!@ {o polifônico, [Jornalismo de Intervenção # Por Leonor Bianchi]

Rio das Ostras: A cidade que mais cresceu no Brasil ainda incomunicável

Posted in Cidade, Infraesturutura by ImprensaBR on 15/01/2012
Leonor Bianchi
Além do precário serviço de acesso a internet, ainda privado e concentrado na mão de poucos pequenos empresários locais, que atendem abaixo do razoável o público usuário, os Correios e Telégrafos até hoje não conseguiram prestar um atendimento digno ao título que Rio das Ostras sustenta; o de cidade progresso.
Na redação d’O Polifônico, por exemplo, em Jardim Mariléa, não há atendimento dos Correios, exceto para Sedex. Vale ressaltar, que a redação está a 50 metros da principal via do bairro, a rua Niterói e a menos de um quilômetro do Centro de Distribuição dos Correios, instalado em Jd. Mariléa depois de forte pressão da população, que dependia do Centro de Distribuição de Barra de São João.
Em 2011, fomos solidários à categoria durante a greve de mais de um mês e sentimos na pele o atendimento dos Correios em Rio das Ostras. Durante a pré-produção (antes da greve começar) da 8a Mostra Cinema Popular Brasileiro precisamos recorrer a um amigo para podermos receber os filmes inscritos, ou ficávamos na fila da Posta Restante. A questão é que diariamente chegavam mais de 10 filmes! A Mostra é um projeto consolidado, que recebe há 8 anos filmes de todo o Brasil. Em 2011 recebemos mais de 300 filmes. Imagine perder três horas por dia de deslocamento até a posta restante… Tive um prejuízo enorme para ‘arredondar’ a logística da produção em função de todos os contratempos, ou seja, a greve, que atrasou muito o meu trabalho, mas claro, apoiei a ação da categoria. E não fosse ela, o atraso no recebimento dos filmes, já que ainda sem a greve, como os Correios não entregam cartas na rua da redação, tínhamos que nos deslocar até a base onde essas correspondências eram entregues com segurança.

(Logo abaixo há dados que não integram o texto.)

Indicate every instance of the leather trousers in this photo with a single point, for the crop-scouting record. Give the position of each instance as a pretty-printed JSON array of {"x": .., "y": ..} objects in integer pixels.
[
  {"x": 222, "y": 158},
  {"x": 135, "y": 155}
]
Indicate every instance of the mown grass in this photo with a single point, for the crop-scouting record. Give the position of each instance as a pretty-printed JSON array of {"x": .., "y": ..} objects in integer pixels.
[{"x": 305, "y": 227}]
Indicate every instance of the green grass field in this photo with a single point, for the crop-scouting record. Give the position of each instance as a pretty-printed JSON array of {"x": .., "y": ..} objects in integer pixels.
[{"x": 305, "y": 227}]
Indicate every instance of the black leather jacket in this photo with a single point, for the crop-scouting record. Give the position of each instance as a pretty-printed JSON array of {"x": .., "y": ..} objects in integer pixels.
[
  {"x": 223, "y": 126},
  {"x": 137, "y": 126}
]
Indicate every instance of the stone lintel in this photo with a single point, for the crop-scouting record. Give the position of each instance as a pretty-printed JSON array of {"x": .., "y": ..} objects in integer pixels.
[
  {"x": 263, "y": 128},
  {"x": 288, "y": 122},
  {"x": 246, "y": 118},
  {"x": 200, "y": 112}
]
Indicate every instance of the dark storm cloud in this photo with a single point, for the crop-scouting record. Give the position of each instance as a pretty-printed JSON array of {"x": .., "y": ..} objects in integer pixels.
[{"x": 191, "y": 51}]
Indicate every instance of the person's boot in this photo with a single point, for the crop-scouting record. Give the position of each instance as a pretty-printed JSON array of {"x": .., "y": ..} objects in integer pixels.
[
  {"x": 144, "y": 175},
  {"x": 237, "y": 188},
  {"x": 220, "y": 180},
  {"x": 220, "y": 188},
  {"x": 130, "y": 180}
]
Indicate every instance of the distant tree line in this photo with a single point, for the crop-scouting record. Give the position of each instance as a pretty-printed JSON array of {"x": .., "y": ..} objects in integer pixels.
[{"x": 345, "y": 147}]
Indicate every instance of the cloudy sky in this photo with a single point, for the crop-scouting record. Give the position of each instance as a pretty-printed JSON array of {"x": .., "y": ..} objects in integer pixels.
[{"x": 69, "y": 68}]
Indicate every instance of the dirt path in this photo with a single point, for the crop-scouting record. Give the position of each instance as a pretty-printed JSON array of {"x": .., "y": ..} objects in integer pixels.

Fico imaginando como devem fazer os empresários da ZEN com relação ao recebimento de correspondências… tudo bem… existem os malotes… mas será que afora essa opção, eles também precisam alugar uma caixa postal, ou será que mandam os boys diariamente no postinho dos Correios de Mar do Norte? Um postinho que, diga-se de passagem, está abandonado como todo Mar do Norte…
Faltam servidores no quadro de Rio das Ostras
Em Rio das Ostras faltam cerca de 30 carteiros na distribuição, fora os servidores de atendimento interno nas agências, e não há previsão de quando a empresa comece a convocar os aprovados no concurso que promoveu ano passado.
Também é preciso um destaque para a área de abrangência da entrega, que não cobre nem metade da cidade, privilegiando o Centro. Isso desestimula a presença de investidores (e da população mesmo!!!!) em outros bairros da cidade.
Há rumores de um movimento da categoria em nível nacional para chamar atenção para as precariedades enfrentadas por eles no serviço público dos Correios. O jornal O Polifônico apóia a causa e se coloca à disposição de todos que queiram fazer parte de uma campanha em prol do bom funcionalismo dos Correios em nossa cidade… (e em todo o Brasil). Vamos nos solidarizar às demandas dessa categoria fundamental para o desempenho de nosso trabalho.
O trabalho prestado pelo servidor dos Correios é mais importante do que podemos imaginar. Quando você começa a perder dinheiro, lembra disso. Em Rio das Ostras, pagamos todas as nossas contas com multa em função do atraso na entrega das mesmas…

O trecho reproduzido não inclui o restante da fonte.